US 11,714,152 B2
Methods for scan-specific artifact reduction in accelerated magnetic resonance imaging using residual machine learning algorithms
Mehmet Akcakaya, Minneapolis, MN (US); Steen Moeller, Minneapolis, MN (US); and Chi Zhang, Minneapolis, MN (US)
Assigned to REGENTS OF THE UNIVERSITY OF MINNESOTA, Minneapolis, MN (US)
Filed by REGENTS OF THE UNIVERSITY OF MINNESOTA, Minneapolis, MN (US)
Filed on Apr. 27, 2020, as Appl. No. 16/858,922.
Claims priority of provisional application 62/839,073, filed on Apr. 26, 2019.
Prior Publication US 2020/0341103 A1, Oct. 29, 2020
Int. Cl. G01R 33/58 (2006.01); G01R 33/56 (2006.01); G06N 3/08 (2023.01); G06N 3/048 (2023.01); G01R 33/565 (2006.01)

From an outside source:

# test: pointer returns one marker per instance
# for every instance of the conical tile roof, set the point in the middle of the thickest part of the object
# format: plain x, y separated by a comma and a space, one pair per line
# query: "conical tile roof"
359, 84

CPC G01R 33/58 (2013.01) [G01R 33/5608 (2013.01); G06N 3/048 (2023.01); G06N 3/08 (2013.01); G01R 33/56545 (2013.01)] 21 Claims
OG exemplary drawing
 
1. A method for reconstructing an image from undersampled k-space data acquired with a magnetic resonance imaging (MRI) system, the steps of the method comprising:
(a) providing to a computer system, undersampled k-space data and calibration data acquired with an MRI system;
(b) processing the calibration data with a computer system to learn parameters for a residual machine learning algorithm implemented with a hardware processor and memory of the computer system, wherein the residual machine learning algorithm comprises a linear residual connection and a multi-layer portion having at least one nonlinear processing layer;
(c) estimating missing k-space data by inputting the undersampled k-space data to the residual machine learning algorithm, generating output as the missing k-space data; and
(d) reconstructing an image from the undersampled k-space data and the estimated missing k-space data.